MIQ and Near Field Communications
In Europe, where Near Field Communications (NFC) technology is being applied in a number of industry segments for a variety of purposes, it is evident that enabling transactional and enquiry interactions using NFC enabled cell phones will gain significant momentum in the next two to three years.  In those situations where the interactions require back-office systems intelligence to be retrieved and applied in support of these NFC – cell phone transactions, the automated information management capabilities of MIQ will be in demand.  Being able to drive personalized responses to users of NFC based technologies will be a critical piece within a number of industry segment solutions. 

The Power and Flexibility of MIQ
Access to intelligence within the existing information assets may be in response to an event, some other application, trigger, a pre-defined change in an existing data state, in accordance with a user defined schedule, or as a result of the execution of a business rule for extraction and delivery.  MIQ’s flexibility matches the operational flexibility demanded by retailers.

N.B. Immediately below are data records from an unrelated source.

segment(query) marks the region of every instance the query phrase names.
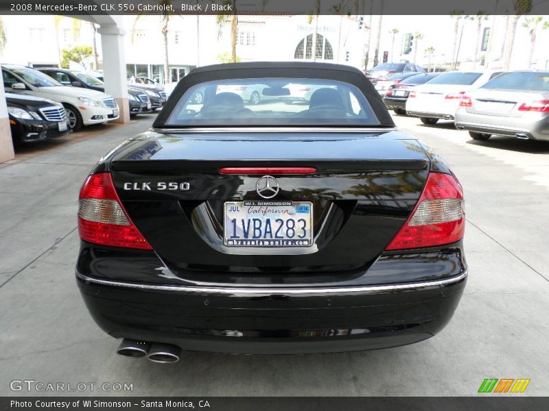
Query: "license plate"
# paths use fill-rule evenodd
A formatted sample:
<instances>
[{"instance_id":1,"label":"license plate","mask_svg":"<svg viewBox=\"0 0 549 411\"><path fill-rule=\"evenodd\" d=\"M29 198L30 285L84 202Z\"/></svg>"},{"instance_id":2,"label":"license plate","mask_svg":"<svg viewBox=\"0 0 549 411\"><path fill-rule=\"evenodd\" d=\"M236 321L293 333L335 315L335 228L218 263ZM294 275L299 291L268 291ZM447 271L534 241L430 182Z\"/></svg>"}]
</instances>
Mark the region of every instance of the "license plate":
<instances>
[{"instance_id":1,"label":"license plate","mask_svg":"<svg viewBox=\"0 0 549 411\"><path fill-rule=\"evenodd\" d=\"M309 201L227 201L223 242L227 247L310 247Z\"/></svg>"}]
</instances>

MIQ’s powerful transformation capabilities are found within its rules engine, which employs a natural language “business user” rules definition paradigm in addition to its ability to create rules using scripting.  The rules engine is the foundation of the “transformation” functionality of MIQ as a productivity solution.

The automated real-time capability for accessing multiple different database and file types, and exposing user defined data elements to the transformation function, makes MIQ the most advanced productivity tool for retail merchandising; one that largely eliminates the need to impact IT resources.

Enhanced Productivity through Automated Data Management
MIQ’s rules engine includes predefined, powerful, and proven capabilities; both in terms of execution speed and scalability of data sources, data sets, or rules sets.  The business user just defines the conditions to be applied within the rules using the MIQ business rules editor.  This is designed as an easy “point and click” user interface for easy definition and editing of complex rules steps.  Set the rules correctly, and the execution to specification is immediately automated.

Need to target a new data source?  Just use MIQ’s UI to define the data source, data model and required data elements, and access/extraction is automatic.  Need to create a new rule?  Just look up the closest existing rule and apply a simple edit to change this into a new, repurposed, rule that can be saved into the rules library for execution and future editing. These types of edit steps are UI based with no code development required and can be accomplished in minutes, rather than months.

Rules can be defined to address the most complex decision trees; and automate both the manipulation of existing data, as well as the creation of new data elements derived from the rules logic.  Rules execution within MIQ is always accurate, as it is always applied to ‘live’ application data sourced from the actual applications managing that data.